Lawsuit says Rick Scott’s office won’t fulfill public records request

The request for records includes email traffic involving dozens of prominent Tallahassee lobbyists.
File photo of Gov. Rick Scott.
File photo of Gov. Rick Scott.
Published Sept. 13, 2018|Updated Sept. 13, 2018

A lawyer who recently won a public records lawsuit against Gov. Rick Scott sued his office again Thursday, accusing his administration of ignoring a separate request for public records needed in a pending legal case.

"You must acknowledge the request and respond to the request in good faith," Ryan Andrews said in a letter to Scott's office included in a complained filed in circuit court. "Time is of the essence."

Scott's office said it did acknowledge the request.

"This lawsuit is nothing more than a publicity stunt and a desperate attempt on behalf of a vendor who is upset that the state will be contracting with another service provider to offer HIV/AIDS services statewide following a transparent, competitive bid process," Scott's office said.

Andrews represents the AIDS Healthcare Foundation, which recently lost a bid to renew a state health care contract. AHF protested the contract award, its case is pending before the an administrative panel, and the case is set to conclude in less than three weeks.

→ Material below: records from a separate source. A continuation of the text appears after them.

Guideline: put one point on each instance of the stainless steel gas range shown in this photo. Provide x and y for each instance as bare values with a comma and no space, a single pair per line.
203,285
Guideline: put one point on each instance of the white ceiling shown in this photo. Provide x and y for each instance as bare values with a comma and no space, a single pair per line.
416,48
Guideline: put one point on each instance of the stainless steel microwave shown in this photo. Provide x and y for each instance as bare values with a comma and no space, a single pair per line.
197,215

As part of its case, AHF wants records of communications between Scott's office and dozens of health care lobbyists who represented rival vendors. The list of lobbyists includes Dean Cannon, Al Cardenas, Mike Corcoran, Hayden Dempsey, Nick Iarossi, Fred Karlinsky, Larry Overton, Bill Rubin and Gerald Wester, among many others.

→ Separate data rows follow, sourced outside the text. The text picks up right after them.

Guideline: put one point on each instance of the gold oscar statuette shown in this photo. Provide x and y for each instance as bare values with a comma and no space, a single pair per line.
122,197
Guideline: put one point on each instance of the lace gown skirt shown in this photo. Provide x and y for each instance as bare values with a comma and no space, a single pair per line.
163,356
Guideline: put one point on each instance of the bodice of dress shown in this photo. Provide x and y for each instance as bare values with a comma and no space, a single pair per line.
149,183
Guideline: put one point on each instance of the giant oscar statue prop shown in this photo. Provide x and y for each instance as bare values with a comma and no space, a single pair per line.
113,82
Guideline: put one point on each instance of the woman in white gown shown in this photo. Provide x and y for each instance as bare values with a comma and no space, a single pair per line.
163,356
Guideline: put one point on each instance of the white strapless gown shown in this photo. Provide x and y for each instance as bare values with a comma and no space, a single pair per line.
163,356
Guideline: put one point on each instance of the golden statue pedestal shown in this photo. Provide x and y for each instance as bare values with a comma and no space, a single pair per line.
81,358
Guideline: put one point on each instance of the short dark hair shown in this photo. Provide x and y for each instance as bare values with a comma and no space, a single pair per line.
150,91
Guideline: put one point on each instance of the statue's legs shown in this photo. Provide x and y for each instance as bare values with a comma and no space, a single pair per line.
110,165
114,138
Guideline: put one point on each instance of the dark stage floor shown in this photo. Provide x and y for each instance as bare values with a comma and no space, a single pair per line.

On July 31, Andrews asked for the records. On Sept. 7, he demanded them in five days. In court papers, he says Scott's office has not responded. He filed suit Thursday and is seeking an accelerated court hearing and wants the governor's office to pay his legal fees.

In a separate case, when Scott's office refused to give Andrews copies of his official schedules for a three-month period ending Oct. 31, 2018, Andrews sued the governor and won. Circuit Judge Charles Dodson ordered Scott to produce the records within a 10-day period ending Saturday, Sept. 15.

"(Scott's office) sure wasn't thinking of the taxpayers when they refused to produce the governor's calendars, hired private counsel and were determined to be wrong in court," Andrews said.

Ryan Andrews is the son of Tallahassee lawyer Steve Andrews, who also successfully sued Scott in a major public records case several years ago.